Before closing, I will mention two last areas that are neither process or content related. The first is that, as a social worker, I believe that it falls in my realm to teach and to provide advocacy when clients are treated poorly. Occasionally, clients will report to me behavior in an infertility setting that I consider unprofessional. Often their distress is severe enough that they are considering ending treatment with that provider. In the dozen or so cases I have encountered, I have shared with the client my perception that they are on target in objecting to unprofessional communication, and that I would be more than willing either to help them think about how to address this directly or how I might (with their permission) bring this incident to the attention of their provider. In each case, the resolution has been highly satisfactory, always resulting in an apology to my clients, and sometimes resulting also in in-service training for staff so that they understand rude or dismissive remarks will not be tolerated. The second area I will mention is that, as clients and I are preparing to end our sessions, I make clear to them my continued availability if their circumstances should bring a rise in stress or other unforeseen difficulties. Sometimes clients whom I believe are ready to end our counseling relationship will be more ready to accept that encouragement from me if I offer "booster sessions" every 6 to 8 weeks, simply to reassure them that I'm there if they run into bumps in the road.

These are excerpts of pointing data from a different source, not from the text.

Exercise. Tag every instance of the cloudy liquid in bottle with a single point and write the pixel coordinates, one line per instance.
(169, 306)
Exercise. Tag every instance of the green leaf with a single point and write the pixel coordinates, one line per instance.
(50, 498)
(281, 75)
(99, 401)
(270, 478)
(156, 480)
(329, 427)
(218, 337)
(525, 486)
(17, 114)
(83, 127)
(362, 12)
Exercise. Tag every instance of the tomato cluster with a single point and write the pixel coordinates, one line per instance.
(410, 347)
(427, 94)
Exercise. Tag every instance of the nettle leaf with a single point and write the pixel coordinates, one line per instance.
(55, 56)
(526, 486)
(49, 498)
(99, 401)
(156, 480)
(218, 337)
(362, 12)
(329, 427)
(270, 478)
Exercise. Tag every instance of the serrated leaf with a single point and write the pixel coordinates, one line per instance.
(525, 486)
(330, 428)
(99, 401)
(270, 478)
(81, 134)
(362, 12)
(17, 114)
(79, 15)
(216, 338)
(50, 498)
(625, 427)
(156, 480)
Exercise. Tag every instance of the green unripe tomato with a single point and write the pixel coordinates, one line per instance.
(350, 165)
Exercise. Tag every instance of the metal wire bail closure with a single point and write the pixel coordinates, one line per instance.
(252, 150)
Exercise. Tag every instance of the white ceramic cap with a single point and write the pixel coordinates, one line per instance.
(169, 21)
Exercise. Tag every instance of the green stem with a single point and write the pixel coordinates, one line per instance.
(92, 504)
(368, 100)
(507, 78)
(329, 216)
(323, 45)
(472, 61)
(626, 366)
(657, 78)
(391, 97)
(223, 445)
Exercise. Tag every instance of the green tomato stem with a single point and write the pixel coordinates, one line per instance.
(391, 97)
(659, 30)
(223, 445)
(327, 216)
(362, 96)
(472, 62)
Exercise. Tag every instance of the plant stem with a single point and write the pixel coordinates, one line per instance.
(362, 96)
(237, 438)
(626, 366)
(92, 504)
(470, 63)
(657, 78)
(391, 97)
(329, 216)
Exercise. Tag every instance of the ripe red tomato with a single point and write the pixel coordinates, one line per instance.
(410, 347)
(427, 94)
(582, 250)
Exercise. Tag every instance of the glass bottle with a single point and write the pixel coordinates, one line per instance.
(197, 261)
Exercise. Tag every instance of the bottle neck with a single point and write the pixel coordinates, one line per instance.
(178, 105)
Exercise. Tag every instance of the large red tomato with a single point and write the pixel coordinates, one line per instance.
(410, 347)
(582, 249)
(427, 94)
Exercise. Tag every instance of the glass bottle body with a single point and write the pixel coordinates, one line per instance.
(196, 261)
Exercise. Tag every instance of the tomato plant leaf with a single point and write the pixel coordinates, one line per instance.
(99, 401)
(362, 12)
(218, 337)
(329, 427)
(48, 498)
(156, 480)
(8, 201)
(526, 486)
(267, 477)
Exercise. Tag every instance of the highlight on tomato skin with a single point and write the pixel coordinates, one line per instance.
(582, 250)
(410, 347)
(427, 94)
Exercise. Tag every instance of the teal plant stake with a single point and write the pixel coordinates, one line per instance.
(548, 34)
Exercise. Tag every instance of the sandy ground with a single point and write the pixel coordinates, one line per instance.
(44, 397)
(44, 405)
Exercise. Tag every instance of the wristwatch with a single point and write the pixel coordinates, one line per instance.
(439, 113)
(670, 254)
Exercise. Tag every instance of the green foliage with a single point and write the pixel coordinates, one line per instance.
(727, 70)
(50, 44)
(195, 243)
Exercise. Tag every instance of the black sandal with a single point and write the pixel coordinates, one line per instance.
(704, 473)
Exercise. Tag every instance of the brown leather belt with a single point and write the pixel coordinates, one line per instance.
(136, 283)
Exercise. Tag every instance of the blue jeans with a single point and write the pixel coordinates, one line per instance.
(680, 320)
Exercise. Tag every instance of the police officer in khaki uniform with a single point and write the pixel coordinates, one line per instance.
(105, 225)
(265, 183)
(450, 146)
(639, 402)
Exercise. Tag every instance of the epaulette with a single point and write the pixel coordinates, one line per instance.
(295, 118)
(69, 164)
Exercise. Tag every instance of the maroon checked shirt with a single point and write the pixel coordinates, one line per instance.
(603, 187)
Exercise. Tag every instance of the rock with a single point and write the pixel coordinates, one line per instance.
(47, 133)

So, for those of you who are contemplating seeking counseling for any of your infertility issues, I hope that my own disclosures about the way I think of the counseling experience will help you in your own interactions with a therapist. Keep in mind that not everyone shares my perspective that client partners are the first choice when providing counseling, nor that the families of the couple may be the "elephants in the room," nor that the therapist takes as active a role as I do, nor that assertive behavior with health care providers is a place for therapeutic intervention. But all therapists should be able to be clear with you about areas in which they can offer new knowledge and skills, how they observe confidentiality, and their comfort with the ever-so-present issues of loss and mis-communication.